The cost of marijuana concentrates varies greatly depending on which Canadian province it’s purchased in. A person purchasing a concentrate in one province might pay up to 3 times as much for that same product in a different province.
Manitoba and Saskatchewan have different regulations where the province isn’t the wholesaler, which helps keep pricing affordable for marijuana users, CBC reported. A recent analysis of 36 identical products sold in both British Columbia and Ontario showed that 25 of those products cost much more in Ontario.
Ontario seems to be charging about 32.5% more for the same products that are sold in British Columbia.
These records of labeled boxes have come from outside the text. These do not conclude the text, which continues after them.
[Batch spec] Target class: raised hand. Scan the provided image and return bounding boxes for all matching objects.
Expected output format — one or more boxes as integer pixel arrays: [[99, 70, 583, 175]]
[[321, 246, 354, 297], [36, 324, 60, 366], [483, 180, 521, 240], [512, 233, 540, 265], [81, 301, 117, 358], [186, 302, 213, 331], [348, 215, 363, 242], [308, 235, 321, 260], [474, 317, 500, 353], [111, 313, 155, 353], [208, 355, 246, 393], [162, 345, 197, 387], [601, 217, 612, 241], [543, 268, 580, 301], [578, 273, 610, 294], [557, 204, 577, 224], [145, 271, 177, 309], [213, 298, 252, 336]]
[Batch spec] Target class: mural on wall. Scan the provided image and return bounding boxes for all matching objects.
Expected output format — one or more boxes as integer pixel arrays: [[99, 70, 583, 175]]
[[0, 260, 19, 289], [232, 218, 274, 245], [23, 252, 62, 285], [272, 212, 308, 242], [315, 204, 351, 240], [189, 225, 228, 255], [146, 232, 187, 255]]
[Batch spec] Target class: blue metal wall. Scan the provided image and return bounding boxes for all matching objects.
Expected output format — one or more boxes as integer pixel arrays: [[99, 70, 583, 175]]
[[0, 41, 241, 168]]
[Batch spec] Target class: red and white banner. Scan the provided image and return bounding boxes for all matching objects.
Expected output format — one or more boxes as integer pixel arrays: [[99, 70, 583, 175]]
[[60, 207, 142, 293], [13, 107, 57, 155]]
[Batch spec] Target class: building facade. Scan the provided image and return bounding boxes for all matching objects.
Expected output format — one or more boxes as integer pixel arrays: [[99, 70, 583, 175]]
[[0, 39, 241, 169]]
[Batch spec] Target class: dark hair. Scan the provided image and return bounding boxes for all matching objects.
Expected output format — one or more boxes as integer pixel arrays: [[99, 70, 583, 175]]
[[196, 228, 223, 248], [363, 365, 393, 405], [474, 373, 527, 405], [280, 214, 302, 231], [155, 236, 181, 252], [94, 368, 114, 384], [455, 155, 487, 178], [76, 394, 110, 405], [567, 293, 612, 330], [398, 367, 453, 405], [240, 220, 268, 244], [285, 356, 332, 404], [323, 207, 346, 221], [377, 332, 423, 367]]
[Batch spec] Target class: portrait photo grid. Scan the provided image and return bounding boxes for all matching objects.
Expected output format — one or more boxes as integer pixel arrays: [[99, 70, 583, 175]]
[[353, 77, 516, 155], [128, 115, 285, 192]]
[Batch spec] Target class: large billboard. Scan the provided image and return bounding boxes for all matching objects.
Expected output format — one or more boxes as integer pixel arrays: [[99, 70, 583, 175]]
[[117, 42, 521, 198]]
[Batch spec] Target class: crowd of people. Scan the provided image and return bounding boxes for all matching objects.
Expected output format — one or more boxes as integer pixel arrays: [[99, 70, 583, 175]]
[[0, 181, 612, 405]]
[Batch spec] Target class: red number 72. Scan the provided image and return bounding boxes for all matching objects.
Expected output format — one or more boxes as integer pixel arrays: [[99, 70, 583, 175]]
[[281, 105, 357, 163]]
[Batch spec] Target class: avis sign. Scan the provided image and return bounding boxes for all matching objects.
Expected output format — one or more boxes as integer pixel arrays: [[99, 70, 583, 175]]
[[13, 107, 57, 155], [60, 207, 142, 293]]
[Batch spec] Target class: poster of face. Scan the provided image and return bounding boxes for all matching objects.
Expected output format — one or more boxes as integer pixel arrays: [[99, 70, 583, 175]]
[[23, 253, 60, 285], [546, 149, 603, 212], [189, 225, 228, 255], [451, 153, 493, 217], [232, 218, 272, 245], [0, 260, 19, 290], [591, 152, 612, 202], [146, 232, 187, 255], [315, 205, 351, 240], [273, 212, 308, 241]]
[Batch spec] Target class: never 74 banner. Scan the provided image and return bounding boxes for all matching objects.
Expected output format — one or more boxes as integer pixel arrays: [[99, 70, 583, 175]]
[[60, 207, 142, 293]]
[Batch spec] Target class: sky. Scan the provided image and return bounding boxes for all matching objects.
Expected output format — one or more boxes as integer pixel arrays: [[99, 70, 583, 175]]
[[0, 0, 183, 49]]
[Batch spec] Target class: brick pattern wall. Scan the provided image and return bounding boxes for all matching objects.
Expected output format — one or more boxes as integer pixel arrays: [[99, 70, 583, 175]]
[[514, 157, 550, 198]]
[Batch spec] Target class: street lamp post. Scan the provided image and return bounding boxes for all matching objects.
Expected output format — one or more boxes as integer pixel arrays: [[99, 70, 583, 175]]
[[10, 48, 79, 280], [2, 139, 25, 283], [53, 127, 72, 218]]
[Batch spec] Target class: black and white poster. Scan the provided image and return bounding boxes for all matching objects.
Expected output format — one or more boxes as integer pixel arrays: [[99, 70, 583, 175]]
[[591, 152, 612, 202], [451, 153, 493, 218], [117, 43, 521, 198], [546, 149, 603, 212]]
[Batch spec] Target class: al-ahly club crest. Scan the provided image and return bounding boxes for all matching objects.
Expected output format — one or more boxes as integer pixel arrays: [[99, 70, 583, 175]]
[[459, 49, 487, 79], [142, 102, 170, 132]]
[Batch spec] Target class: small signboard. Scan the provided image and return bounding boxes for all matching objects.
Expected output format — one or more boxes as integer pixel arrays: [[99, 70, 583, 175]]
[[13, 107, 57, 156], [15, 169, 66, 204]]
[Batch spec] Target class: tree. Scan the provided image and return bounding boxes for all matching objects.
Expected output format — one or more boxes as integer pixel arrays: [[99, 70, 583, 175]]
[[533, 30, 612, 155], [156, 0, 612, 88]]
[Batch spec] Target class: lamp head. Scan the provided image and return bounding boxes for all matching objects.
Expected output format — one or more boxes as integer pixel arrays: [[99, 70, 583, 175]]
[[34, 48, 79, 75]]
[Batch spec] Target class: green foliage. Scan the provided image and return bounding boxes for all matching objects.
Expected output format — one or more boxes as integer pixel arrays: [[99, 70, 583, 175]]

For example, a 10 mg Softgels sells in Ontario for $76.10, for $54.99 in Nova Scotia, for $34.99 in Prince Edward Island and for $29.99 in Newfoundland.
The big differences in price is causing some Canadians to ration their doses or buy from the black market.
Rishi Malkani said, “Each of the provincial wholesalers negotiates separate agreements with the producers, so depending on what [the provincial government] thought in terms of how much they should buy, how much their demand is going to be, they’re going to be able to negotiate different kinds of discounts.”
Smaller provinces are likely to purchase less concentrates due to lower populations, which could hurt the negotiating process causing the province to have to purchase less at a higher price. Several factors come into play including transportation costs and taxes.
The Canadian government may have to step in and help regulate the massive price differences to help curb the black market.